Berlin - Die Organisatoren der für das Wochenende geplanten, aber verbotenen „Querdenker“-Kundgebungen wollen vor Gericht ziehen. Die Berliner Polizei hatte unter anderem eine für Sonntag angemeldete Kundgebung auf der Straße des 17. Juni untersagt. Die Stuttgarter Initiative „Querdenken 711“ hatte 22.500 Teilnehmer angemeldet. Auch elf weitere Kundgebungen wurden am Donnerstag durch die Polizei verboten.

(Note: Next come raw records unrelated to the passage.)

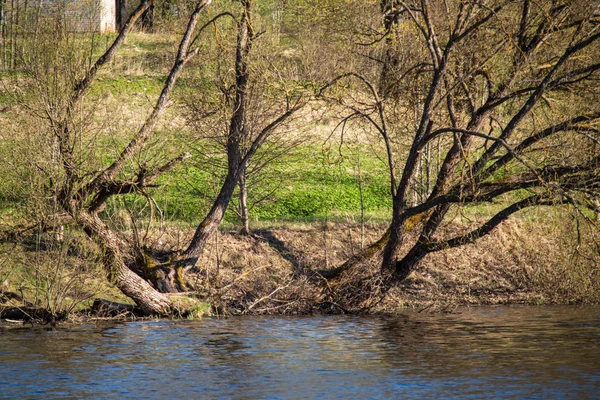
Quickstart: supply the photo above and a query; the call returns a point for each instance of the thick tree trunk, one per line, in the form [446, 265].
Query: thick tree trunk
[211, 222]
[244, 215]
[132, 285]
[392, 247]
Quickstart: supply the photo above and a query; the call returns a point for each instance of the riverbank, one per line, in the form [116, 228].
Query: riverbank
[279, 270]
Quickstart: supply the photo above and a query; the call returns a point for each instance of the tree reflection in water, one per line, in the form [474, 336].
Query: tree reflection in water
[537, 352]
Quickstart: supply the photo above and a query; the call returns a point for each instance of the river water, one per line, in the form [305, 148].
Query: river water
[503, 352]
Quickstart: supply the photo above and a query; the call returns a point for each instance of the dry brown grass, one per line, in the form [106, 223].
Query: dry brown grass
[274, 271]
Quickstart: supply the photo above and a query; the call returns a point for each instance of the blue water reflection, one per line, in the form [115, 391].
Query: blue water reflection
[533, 352]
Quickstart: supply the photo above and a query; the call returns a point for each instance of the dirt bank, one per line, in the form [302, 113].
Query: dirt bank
[275, 271]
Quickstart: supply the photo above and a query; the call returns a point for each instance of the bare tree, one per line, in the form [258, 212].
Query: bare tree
[82, 192]
[243, 139]
[510, 94]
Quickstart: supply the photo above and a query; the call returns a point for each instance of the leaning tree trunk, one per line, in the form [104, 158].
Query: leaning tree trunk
[244, 215]
[210, 224]
[131, 284]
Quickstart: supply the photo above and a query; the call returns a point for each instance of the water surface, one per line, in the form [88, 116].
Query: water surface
[503, 352]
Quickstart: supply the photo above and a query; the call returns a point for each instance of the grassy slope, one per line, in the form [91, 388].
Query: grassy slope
[312, 215]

Im Gespräch mit der Berliner Zeitung kündigte „Querdenken“-Organisator Michael Ballweg gerichtliche Schritte dagegen an.

Ballweg verwies auf das Hygienekonzept der Veranstalter. „Wir haben 125.000 Euro in technisches Equipment investiert und werden die gesamte Straße des 17. Juni mit Audio- und Videotechnik ausstatten, damit die Teilnehmer die vorgeschriebenen Abstände einhalten können.“ Alle 90 Meter stünden Lautsprechertürme, 28 an der Zahl. Zudem werde die Straße in Quadranten aufgeteilt. Für diese seien Ordner zuständig, die auf Abstände achten würden.